SP2 project tackles Top 10 social justice issues for presidential election

The 2016 U.S. presidential race has spurred spirited debate among candidates and the public over hot button election issues.

To help enrich the dialogue, Penn’s School of Social Policy & Practice (SP2) is launching a multimedia initiative in which faculty members and collaborating researchers address 10 of the most pressing social justice and policy issues facing the country.

The SP2 Penn Top 10 Social Justice & Policy Issues for the 2016 Presidential Election project offers expert analysis via a new website, PennTopTen.com, and a forthcoming book designed to inform the conversations and decisions of both voters and policymakers.

SP2 Dean John L. Jackson, Jr. says some of the issues like gun control are already mainstays in public discourse, but others need more national political discussion among the electorate.

“We’re not asking [them] to agree with each viewpoint, but we do urge them to start thinking more critically about those issues that demand more attention,” he says.

SP2 Penn Top 10 Project Manager Jessica Bautista says that the multi-platform venture seeks to “educate, enlighten, and empower voters, future voters, and policymakers from all walks of life.”

The site includes essays, author biographies and videotaped interviews, animated videos, and voter resources related to the areas addressed in the project: homelessness, gun policy, food deserts, youth aging out of foster care, measuring poverty and well-being, transforming “paid work,” interventions for youth, mass incarceration, mandated mental health treatment, and child poverty.

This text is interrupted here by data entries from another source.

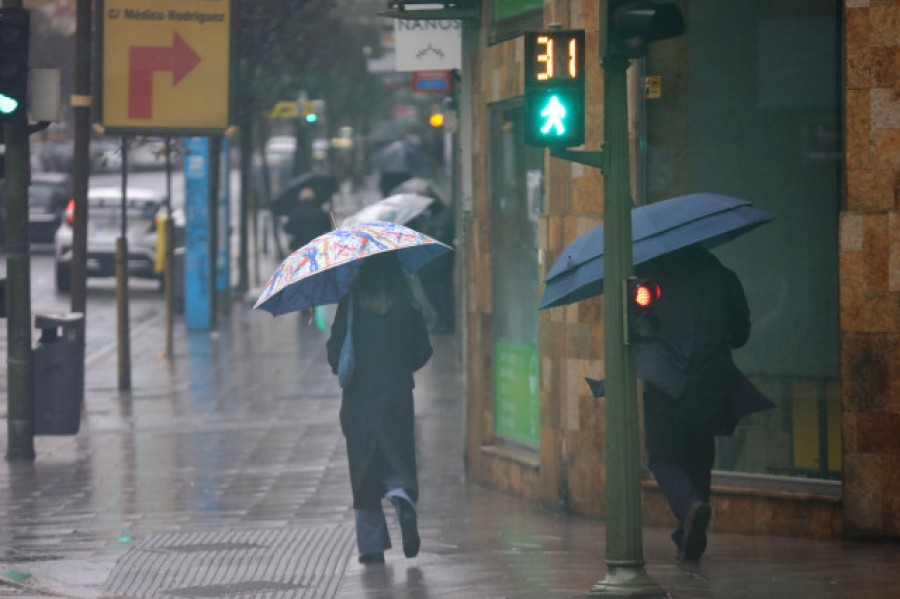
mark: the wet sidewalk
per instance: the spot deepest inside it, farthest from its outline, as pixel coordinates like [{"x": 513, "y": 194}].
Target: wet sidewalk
[{"x": 223, "y": 474}]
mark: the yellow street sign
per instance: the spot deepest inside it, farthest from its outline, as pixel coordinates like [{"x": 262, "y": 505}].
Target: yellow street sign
[
  {"x": 284, "y": 110},
  {"x": 165, "y": 64}
]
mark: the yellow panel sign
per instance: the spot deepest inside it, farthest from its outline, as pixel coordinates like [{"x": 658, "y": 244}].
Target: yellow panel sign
[
  {"x": 166, "y": 64},
  {"x": 284, "y": 110}
]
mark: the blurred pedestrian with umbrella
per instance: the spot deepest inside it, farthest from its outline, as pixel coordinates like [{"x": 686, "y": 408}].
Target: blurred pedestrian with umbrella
[
  {"x": 692, "y": 389},
  {"x": 378, "y": 340},
  {"x": 306, "y": 219},
  {"x": 398, "y": 161}
]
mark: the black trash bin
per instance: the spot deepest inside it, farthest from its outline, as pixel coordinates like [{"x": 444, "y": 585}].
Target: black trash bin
[{"x": 58, "y": 364}]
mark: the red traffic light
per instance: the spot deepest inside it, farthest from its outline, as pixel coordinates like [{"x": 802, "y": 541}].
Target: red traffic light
[{"x": 643, "y": 294}]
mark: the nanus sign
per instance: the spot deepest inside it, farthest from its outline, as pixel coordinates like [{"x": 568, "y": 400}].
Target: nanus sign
[{"x": 428, "y": 44}]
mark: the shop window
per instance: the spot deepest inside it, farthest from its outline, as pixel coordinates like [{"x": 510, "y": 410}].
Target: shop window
[
  {"x": 509, "y": 18},
  {"x": 764, "y": 117},
  {"x": 517, "y": 198}
]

This semester, 10 graduate students who have been named SP2 Penn Top 10 Fellows will also produce blogs, op-eds, and feature stories about the topics. New content on the website will be rolled out monthly leading up to the release of the “SP2 Penn Top 10” book in Washington, D.C., on May 19.

The user-friendly workbook will feature all 10 abridged essays, statistics, policy recommendations, and resources for voters, says Bautista, who is also communications and public relations officer in SP2’s Office of Institutional Advancement.

The first essay featured on the site is called “Ending Homelessness Now. Written by Dennis Culhane, the Dana and Andrew Stone Chair in Social Policy Professor in SP2, the piece explores tangible and evidence-based ways that the United States can end homelessness among veterans and nonveterans. An exclusive video interview of Culhane and an animated video accompany the piece.